Document Type



This item is available under a Creative Commons License for non-commercial use only


Computer Sciences

Publication Details

Dissertation submitted in partial fulfilment of the requirements of Technological University Dublin for the degree of M.Sc. in Computing (Stream), June 2018.


Text mining is a method for extracting useful information from unstructured data through the identification and exploration of large amounts of text. It is a valuable support tool for organisations. It enables a greater understanding and identification of relevant business insights from text. Critically it identifies connections between information within texts that would otherwise go unnoticed. Its application is prevalent in areas such as marketing and political science however, until recently it has been largely overlooked within economics.

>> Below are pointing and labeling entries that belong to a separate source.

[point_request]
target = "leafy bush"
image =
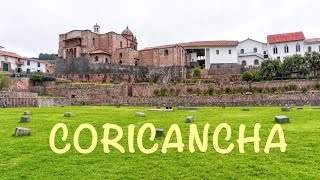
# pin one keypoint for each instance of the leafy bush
(228, 90)
(4, 83)
(247, 76)
(256, 76)
(304, 90)
(156, 92)
(189, 90)
(274, 89)
(197, 72)
(292, 87)
(38, 78)
(210, 91)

Central banks are beginning to investigate the benefits of machine learning, sentiment analysis and natural language processing in light of the large amount of unstructured data available to them. This includes news articles, financial contracts, social media, supervisory and market intelligence and regulatory reports. In this research paper a dataset consisting of regulatory required Solvency and Financial Condition Reports (SFCR) is analysed to determine if machine learning and text classification can assist assessing the completeness of SFCRs. The completeness is determined by whether or not the document adheres to nine European guidelines. Natural language processing and supervised machine learning techniques are implemented to classify pages of the report as belonging to one of the guidelines.